Invention Title:

METHOD AND APPARATUS FOR VIDEO CODING USING DEEP LEARNING BASED IN-LOOP FILTER FOR INTER PREDICTION

Publication number:

US20260039825

Publication date:
Section:

Electricity

Class:

H04N19/124

Inventors:

Assignees:

Applicants:

Smart overview of the Invention

A novel method and apparatus for video coding are introduced, leveraging a deep learning-based in-loop filter for inter-prediction. This approach targets both predictive frames (P-frames) and bi-predictive frames (B-frames) to address image distortion levels that vary with quantization parameter (QP) values. The technique aims to enhance video quality and coding efficiency by effectively mitigating these distortions.

Technical Background

Video data, due to its extensive size compared to audio or still images, demands significant hardware resources for storage or transmission. Traditional compression techniques like H.264/AVC, HEVC, and VVC have improved efficiency, yet as video resolution and frame rates increase, the need for more advanced compression methods grows.

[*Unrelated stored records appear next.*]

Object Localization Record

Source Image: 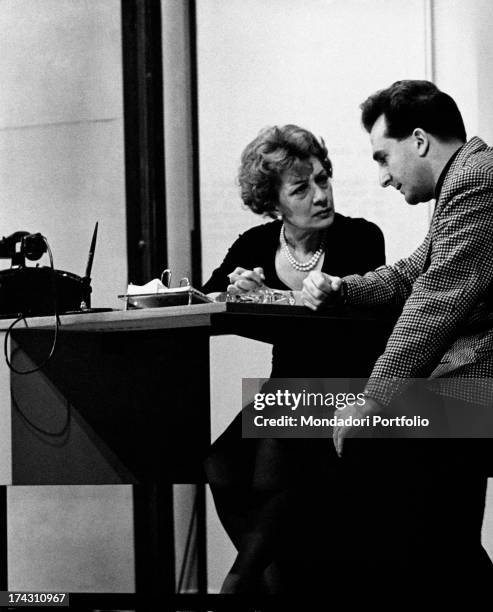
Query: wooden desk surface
[0,302,392,334]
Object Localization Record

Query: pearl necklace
[280,225,325,272]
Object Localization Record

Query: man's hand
[301,270,342,310]
[227,268,265,293]
[332,397,382,457]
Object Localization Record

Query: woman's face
[277,157,334,231]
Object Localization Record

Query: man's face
[370,115,434,204]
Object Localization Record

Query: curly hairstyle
[238,125,332,219]
[361,80,466,142]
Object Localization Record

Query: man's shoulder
[450,137,493,181]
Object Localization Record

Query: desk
[1,304,392,607]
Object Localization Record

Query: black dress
[202,213,385,378]
[202,214,385,592]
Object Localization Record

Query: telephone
[0,223,98,317]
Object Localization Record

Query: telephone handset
[0,223,98,317]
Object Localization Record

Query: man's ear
[413,128,430,157]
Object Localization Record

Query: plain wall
[0,0,134,592]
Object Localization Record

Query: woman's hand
[301,270,342,310]
[227,268,265,293]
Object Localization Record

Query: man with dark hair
[303,81,493,592]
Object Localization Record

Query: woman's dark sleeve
[202,234,249,293]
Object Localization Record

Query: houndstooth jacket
[344,137,493,406]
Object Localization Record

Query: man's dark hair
[361,80,466,142]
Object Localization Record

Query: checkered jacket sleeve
[345,165,493,406]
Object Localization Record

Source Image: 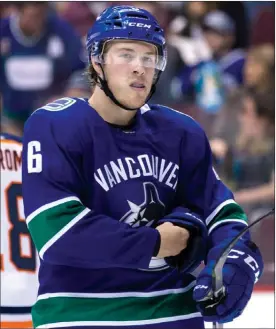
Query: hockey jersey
[22,98,246,329]
[0,15,85,120]
[0,134,38,328]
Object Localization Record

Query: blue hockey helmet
[86,6,167,71]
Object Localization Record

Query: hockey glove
[157,207,207,273]
[193,240,263,323]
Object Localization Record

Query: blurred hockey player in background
[22,6,263,329]
[0,107,38,328]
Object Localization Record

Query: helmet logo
[128,22,151,29]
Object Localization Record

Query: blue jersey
[22,98,246,329]
[0,15,85,120]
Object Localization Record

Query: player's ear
[91,58,102,77]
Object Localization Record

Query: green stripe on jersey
[32,282,200,328]
[28,200,86,252]
[207,203,248,232]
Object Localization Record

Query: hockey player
[23,6,263,329]
[0,117,38,328]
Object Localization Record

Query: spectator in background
[210,92,275,212]
[0,2,85,122]
[130,1,188,107]
[244,44,275,93]
[203,10,246,90]
[250,1,275,46]
[170,1,217,39]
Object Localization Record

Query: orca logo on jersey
[120,182,168,271]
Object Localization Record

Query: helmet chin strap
[98,64,161,111]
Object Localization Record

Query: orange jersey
[0,135,38,328]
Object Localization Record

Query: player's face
[104,41,157,108]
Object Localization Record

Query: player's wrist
[153,230,161,257]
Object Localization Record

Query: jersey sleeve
[177,119,248,243]
[22,110,159,268]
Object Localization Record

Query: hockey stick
[208,208,274,329]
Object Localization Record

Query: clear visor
[92,43,167,71]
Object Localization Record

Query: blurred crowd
[0,1,275,218]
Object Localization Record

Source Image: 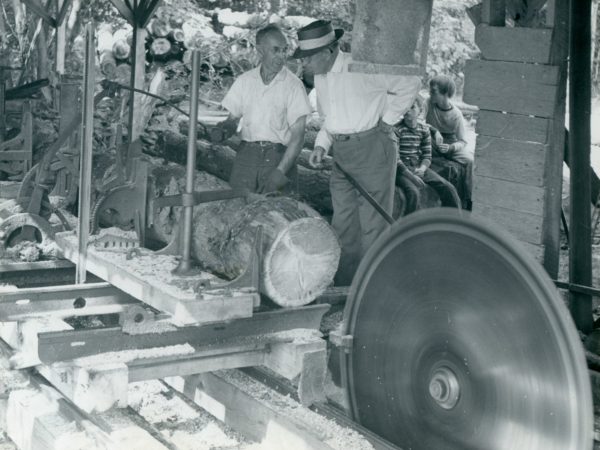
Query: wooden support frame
[21,0,56,28]
[0,283,139,321]
[30,330,327,412]
[165,370,371,450]
[55,232,259,325]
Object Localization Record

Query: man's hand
[258,169,288,194]
[415,166,427,178]
[209,117,238,143]
[437,144,450,155]
[408,171,425,189]
[308,146,327,169]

Deep learning-based image processing has emerged as a promising enhancement to existing video encoding techniques, offering improved coding efficiency and image quality.

Innovative Approach

The disclosed method enhances video quality through a deep learning-based apparatus that processes reconstructed frames and decoded QP values. The apparatus calculates an embedding vector or estimates image distortion using deep learning models. A denoising model then utilizes this information to remove quantization noise, resulting in an enhanced frame. This process is applied to both P-frames and B-frames, optimizing the video coding process by adapting to the varying distortion levels induced by different QP values.

Apparatus and Methodology

The video encoding apparatus comprises several components, including a picture splitter, predictor, subtractor, transformer, and more, each potentially implemented in hardware or software. The apparatus processes video sequences by splitting pictures into coding tree units (CTUs) and further into coding units (CUs) using tree structures like quadtree, binarytree, and ternarytree. This hierarchical splitting facilitates efficient encoding and decoding, with information encoded as syntax in various parameter sets and headers.

Detailed Implementation

The picture splitter determines CTU sizes and recursively splits them into CUs using a combination of tree structures. The quadtree plus binarytree ternarytree (QTBTTT) structure is one such method, allowing for flexible and efficient block splitting. Flags indicating split decisions and directions are encoded and transmitted to a video decoding apparatus, ensuring accurate reconstruction. This detailed approach underpins the video coding method, enhancing efficiency and quality through deep learning-based innovations.